From mboxrd@z Thu Jan  1 00:00:00 1970
Return-Path: <linux-kernel-owner@vger.kernel.org>
Received: (majordomo@vger.kernel.org) by vger.kernel.org via listexpand
	id S1753538Ab2APIEg (ORCPT <rfc822;w@1wt.eu>);
	Mon, 16 Jan 2012 03:04:36 -0500
Received: from cn.fujitsu.com ([222.73.24.84]:51152 "EHLO song.cn.fujitsu.com"
	rhost-flags-OK-FAIL-OK-OK) by vger.kernel.org with ESMTP
	id S1752977Ab2APIEe (ORCPT <rfc822;linux-kernel@vger.kernel.org>);
	Mon, 16 Jan 2012 03:04:34 -0500
Message-ID: <4F13DAA9.4070703@cn.fujitsu.com>
Date: Mon, 16 Jan 2012 16:07:05 +0800
From: Li Zefan <lizf@cn.fujitsu.com>
User-Agent: Mozilla/5.0 (X11; U; Linux i686; en-US; rv:1.9.2.9) Gecko/20100921 Fedora/3.1.4-1.fc14 Thunderbird/3.1.4
MIME-Version: 1.0
To: LKML <linux-kernel@vger.kernel.org>
CC: Cgroups <cgroups@vger.kernel.org>, Tejun Heo <tj@kernel.org>,
        Lennart Poettering <mzxreary@0pointer.de>,
        Kay Sievers <kay.sievers@vrfy.org>
Subject: [PATCH 2/2] cgroup: add xattr support
References: <4F13DA90.2000603@cn.fujitsu.com>
In-Reply-To: <4F13DA90.2000603@cn.fujitsu.com>
X-MIMETrack: Itemize by SMTP Server on mailserver/fnst(Release 8.5.1FP4|July 25, 2010) at
 2012-01-16 16:03:27,
	Serialize by Router on mailserver/fnst(Release 8.5.1FP4|July 25, 2010) at
 2012-01-16 16:03:28,
	Serialize complete at 2012-01-16 16:03:28
Content-Transfer-Encoding: 7bit
Content-Type: text/plain; charset=UTF-8
Sender: linux-kernel-owner@vger.kernel.org
List-ID: <linux-kernel.vger.kernel.org>
X-Mailing-List: linux-kernel@vger.kernel.org

This is one of the items in the plumber's wish list.

For use cases:

>> What would the use case be for this?
>
> Attaching meta information to services, in an easily discoverable
> way.
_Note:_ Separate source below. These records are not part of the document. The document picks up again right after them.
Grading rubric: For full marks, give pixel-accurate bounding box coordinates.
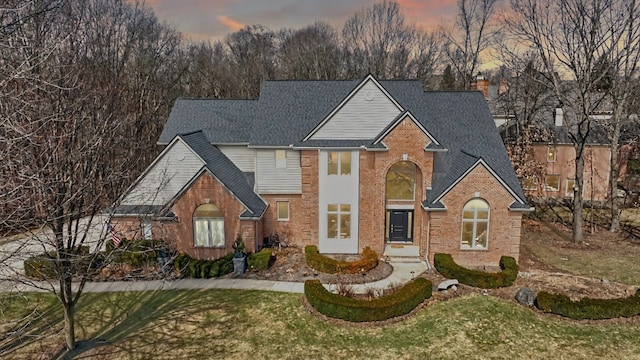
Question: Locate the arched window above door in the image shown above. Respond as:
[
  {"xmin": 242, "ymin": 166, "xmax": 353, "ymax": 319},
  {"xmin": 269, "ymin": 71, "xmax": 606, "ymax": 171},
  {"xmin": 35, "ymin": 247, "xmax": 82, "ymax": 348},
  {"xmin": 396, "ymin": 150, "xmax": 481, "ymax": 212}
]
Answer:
[{"xmin": 386, "ymin": 161, "xmax": 416, "ymax": 200}]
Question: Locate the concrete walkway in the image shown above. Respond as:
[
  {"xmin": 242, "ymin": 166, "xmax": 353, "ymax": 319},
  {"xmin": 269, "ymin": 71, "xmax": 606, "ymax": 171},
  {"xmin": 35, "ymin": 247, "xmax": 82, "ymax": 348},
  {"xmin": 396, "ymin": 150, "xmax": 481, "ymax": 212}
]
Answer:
[{"xmin": 0, "ymin": 262, "xmax": 427, "ymax": 294}]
For example, in systemd we create one cgroup for each service, and
> could then store data like the main pid of the specific service as an
> xattr on the cgroup itself. That way we'd have almost all service state
> in the cgroupfs, which would make it possible to terminate systemd and
> later restart it without losing any state information. But there's more:
> for example, some very peculiar services cannot be terminated on
> shutdown (i.e. fakeraid DM stuff) and it would be really nice if the
> services in question could just mark that on their cgroup, by setting an
> xattr. On the more desktopy side of things there are other
> possibilities: for example there are plans defining what an application
> is along the lines of a cgroup (i.e. an app being a collection of
> processes). With xattrs one could then attach an icon or human readable
> program name on the cgroup.
>
> The key idea is that this would allow attaching runtime meta information
> to cgroups and everything they model (services, apps, vms), that doesn't
> need any complex userspace infrastructure, has good access control
> (i.e. because the file system enforces that anyway, and there's the
> "trusted." xattr namespace), notifications (inotify), and can easily be
> shared among applications.
>
> Lennart

Signed-off-by: Li Zefan <lizf@cn.fujitsu.com>
---
 include/linux/cgroup.h |   15 +++
 init/Kconfig           |   12 ++
 kernel/cgroup.c        |  272 ++++++++++++++++++++++++++++++++++++++++++++++--
 3 files changed, 289 insertions(+), 10 deletions(-)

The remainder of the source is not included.